Pissed, I slammed the door and went to my laptop. Why? Why does she always blame me for things? Why can’t she stop treating me like a kid? I mean, I get straight A’s at school, got accepted into Ivy League at seventeen, what more do I have to do to prove to her I’m no longer that fifteen-year-old who got caught making out with Steven Rainer in her room?
In Google, I typed, dog pound. About a dozen results came up, I clicked on Google Maps. Rubbing my hands, I muttered, “Excellent.” In my head, a plan was instantaneously formulated. Ever since my dad got mom that black puppy, mom had been blaming me for everything the dog did. The dog peed on the carpet, my fault, it tore up the furniture, my fault. Frankly, I just can’t take it anymore.
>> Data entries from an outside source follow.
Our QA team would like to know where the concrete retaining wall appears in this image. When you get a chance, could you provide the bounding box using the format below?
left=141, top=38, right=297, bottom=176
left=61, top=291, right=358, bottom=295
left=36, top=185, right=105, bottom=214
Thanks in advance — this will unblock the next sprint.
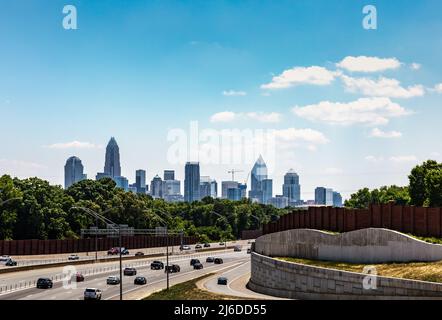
left=255, top=228, right=442, bottom=263
left=248, top=252, right=442, bottom=300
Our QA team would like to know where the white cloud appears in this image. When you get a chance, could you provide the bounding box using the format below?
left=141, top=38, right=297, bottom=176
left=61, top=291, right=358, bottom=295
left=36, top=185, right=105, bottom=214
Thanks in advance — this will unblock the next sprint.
left=223, top=90, right=247, bottom=97
left=370, top=128, right=402, bottom=139
left=410, top=62, right=422, bottom=70
left=389, top=155, right=418, bottom=162
left=336, top=56, right=401, bottom=72
left=341, top=75, right=425, bottom=99
left=247, top=112, right=281, bottom=123
left=210, top=111, right=281, bottom=123
left=274, top=128, right=329, bottom=146
left=210, top=111, right=236, bottom=122
left=292, top=98, right=411, bottom=125
left=44, top=141, right=102, bottom=149
left=261, top=66, right=338, bottom=89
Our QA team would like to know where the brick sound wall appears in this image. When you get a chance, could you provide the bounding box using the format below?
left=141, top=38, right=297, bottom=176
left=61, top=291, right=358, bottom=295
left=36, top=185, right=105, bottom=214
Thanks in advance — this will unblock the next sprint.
left=0, top=236, right=197, bottom=255
left=263, top=203, right=442, bottom=238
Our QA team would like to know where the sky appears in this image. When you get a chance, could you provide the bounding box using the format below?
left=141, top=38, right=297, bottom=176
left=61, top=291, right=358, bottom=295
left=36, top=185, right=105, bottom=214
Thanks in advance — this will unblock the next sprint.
left=0, top=0, right=442, bottom=200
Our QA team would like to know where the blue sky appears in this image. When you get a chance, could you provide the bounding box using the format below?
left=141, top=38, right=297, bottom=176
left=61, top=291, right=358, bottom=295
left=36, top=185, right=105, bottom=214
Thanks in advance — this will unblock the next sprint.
left=0, top=0, right=442, bottom=199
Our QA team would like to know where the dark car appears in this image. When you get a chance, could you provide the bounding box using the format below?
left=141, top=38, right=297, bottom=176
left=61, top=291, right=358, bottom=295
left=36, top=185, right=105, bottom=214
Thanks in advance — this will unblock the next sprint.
left=193, top=262, right=203, bottom=270
left=190, top=259, right=200, bottom=266
left=123, top=268, right=137, bottom=276
left=150, top=261, right=164, bottom=270
left=37, top=278, right=54, bottom=289
left=164, top=264, right=181, bottom=273
left=134, top=276, right=147, bottom=285
left=75, top=272, right=84, bottom=282
left=5, top=259, right=17, bottom=267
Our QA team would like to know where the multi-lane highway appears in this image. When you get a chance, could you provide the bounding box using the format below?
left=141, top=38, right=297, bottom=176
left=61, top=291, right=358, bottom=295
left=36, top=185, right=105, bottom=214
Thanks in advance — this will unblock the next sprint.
left=0, top=246, right=250, bottom=300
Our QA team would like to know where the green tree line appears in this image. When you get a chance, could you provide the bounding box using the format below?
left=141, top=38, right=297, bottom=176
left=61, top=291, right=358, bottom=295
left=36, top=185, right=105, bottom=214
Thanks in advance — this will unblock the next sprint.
left=0, top=175, right=287, bottom=241
left=345, top=160, right=442, bottom=209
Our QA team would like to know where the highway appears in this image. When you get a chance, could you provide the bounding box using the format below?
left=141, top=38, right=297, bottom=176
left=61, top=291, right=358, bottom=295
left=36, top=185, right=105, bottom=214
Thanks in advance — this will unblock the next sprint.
left=0, top=247, right=250, bottom=300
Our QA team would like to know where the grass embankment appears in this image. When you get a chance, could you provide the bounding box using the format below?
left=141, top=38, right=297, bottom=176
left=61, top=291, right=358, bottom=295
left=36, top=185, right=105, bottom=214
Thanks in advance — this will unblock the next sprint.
left=277, top=258, right=442, bottom=283
left=143, top=273, right=238, bottom=300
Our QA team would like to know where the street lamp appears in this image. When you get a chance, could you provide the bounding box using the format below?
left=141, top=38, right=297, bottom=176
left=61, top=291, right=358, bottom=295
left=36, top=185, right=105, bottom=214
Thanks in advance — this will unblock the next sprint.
left=72, top=207, right=123, bottom=300
left=211, top=210, right=229, bottom=250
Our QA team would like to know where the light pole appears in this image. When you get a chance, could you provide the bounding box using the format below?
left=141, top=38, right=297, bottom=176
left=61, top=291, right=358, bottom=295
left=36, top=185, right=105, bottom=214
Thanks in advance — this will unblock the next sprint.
left=211, top=210, right=229, bottom=250
left=72, top=207, right=123, bottom=301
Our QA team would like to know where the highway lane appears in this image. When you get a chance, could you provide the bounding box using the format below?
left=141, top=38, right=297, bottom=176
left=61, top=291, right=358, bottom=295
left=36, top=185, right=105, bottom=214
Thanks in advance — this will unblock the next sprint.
left=0, top=250, right=250, bottom=300
left=0, top=240, right=248, bottom=269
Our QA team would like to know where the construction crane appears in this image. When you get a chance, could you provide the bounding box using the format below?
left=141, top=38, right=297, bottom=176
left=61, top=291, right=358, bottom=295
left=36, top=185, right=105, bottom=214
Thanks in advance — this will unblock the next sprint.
left=227, top=169, right=244, bottom=181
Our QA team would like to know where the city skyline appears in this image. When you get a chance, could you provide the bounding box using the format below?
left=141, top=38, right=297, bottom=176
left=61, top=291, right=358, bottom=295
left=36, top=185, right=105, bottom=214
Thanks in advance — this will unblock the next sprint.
left=0, top=0, right=442, bottom=199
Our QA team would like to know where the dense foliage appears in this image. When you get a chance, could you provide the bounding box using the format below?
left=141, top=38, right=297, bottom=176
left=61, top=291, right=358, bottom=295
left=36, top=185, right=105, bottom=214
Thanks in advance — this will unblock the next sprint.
left=345, top=160, right=442, bottom=208
left=0, top=175, right=286, bottom=241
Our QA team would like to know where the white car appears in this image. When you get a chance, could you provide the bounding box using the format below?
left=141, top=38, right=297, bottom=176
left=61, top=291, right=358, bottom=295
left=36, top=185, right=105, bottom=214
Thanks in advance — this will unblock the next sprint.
left=84, top=288, right=101, bottom=300
left=0, top=256, right=11, bottom=262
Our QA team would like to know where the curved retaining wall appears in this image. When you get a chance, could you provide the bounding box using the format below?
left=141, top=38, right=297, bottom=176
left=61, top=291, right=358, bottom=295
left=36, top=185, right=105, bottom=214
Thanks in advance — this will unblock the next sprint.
left=254, top=228, right=442, bottom=263
left=248, top=252, right=442, bottom=300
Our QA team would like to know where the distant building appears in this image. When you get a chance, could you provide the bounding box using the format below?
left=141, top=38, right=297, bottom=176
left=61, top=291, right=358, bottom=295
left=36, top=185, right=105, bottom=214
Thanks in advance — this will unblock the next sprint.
left=184, top=162, right=201, bottom=202
left=135, top=169, right=147, bottom=194
left=150, top=175, right=164, bottom=199
left=104, top=137, right=121, bottom=182
left=164, top=170, right=175, bottom=181
left=282, top=169, right=301, bottom=206
left=333, top=191, right=342, bottom=208
left=315, top=187, right=333, bottom=206
left=113, top=177, right=129, bottom=191
left=221, top=181, right=239, bottom=199
left=268, top=195, right=289, bottom=209
left=64, top=157, right=87, bottom=189
left=249, top=156, right=272, bottom=203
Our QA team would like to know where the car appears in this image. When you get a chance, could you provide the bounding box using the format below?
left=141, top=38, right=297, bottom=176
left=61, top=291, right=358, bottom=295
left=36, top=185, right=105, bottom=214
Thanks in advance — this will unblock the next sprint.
left=5, top=259, right=17, bottom=267
left=106, top=276, right=120, bottom=284
left=193, top=262, right=203, bottom=270
left=134, top=276, right=147, bottom=285
left=164, top=264, right=181, bottom=273
left=75, top=272, right=84, bottom=282
left=150, top=260, right=164, bottom=270
left=0, top=256, right=11, bottom=262
left=37, top=278, right=54, bottom=289
left=218, top=277, right=227, bottom=286
left=83, top=288, right=101, bottom=300
left=123, top=268, right=137, bottom=276
left=190, top=259, right=200, bottom=266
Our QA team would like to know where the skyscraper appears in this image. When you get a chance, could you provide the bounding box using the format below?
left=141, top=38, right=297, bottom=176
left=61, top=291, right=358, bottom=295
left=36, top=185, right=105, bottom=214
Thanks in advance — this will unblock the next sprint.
left=64, top=157, right=86, bottom=189
left=164, top=170, right=175, bottom=181
left=249, top=155, right=271, bottom=203
left=104, top=137, right=121, bottom=178
left=135, top=169, right=146, bottom=194
left=282, top=169, right=301, bottom=205
left=184, top=162, right=200, bottom=202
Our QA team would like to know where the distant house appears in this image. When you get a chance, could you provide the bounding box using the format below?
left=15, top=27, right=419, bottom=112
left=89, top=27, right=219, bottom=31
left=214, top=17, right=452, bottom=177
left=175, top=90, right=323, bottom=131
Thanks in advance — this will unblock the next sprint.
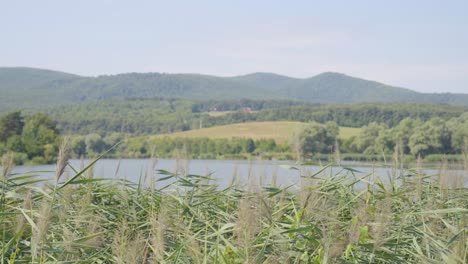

Five minutes later, I opened my door to see none other than Chester the dog on the other side. It gazed up at me with its large brown eyes and whimpered. At once, I felt my heart melt like ice. I sighed, bent down, and picked the puppy up. “What am I going to do with you?”
This is a response for Roger Shipp’s new flash fiction challenge, Flash Fiction For the Purposeful Practitioner. We are given the beginning of the sentence and we are to finish the story. I abandoned the word limit this week, not by much though, about 15 words.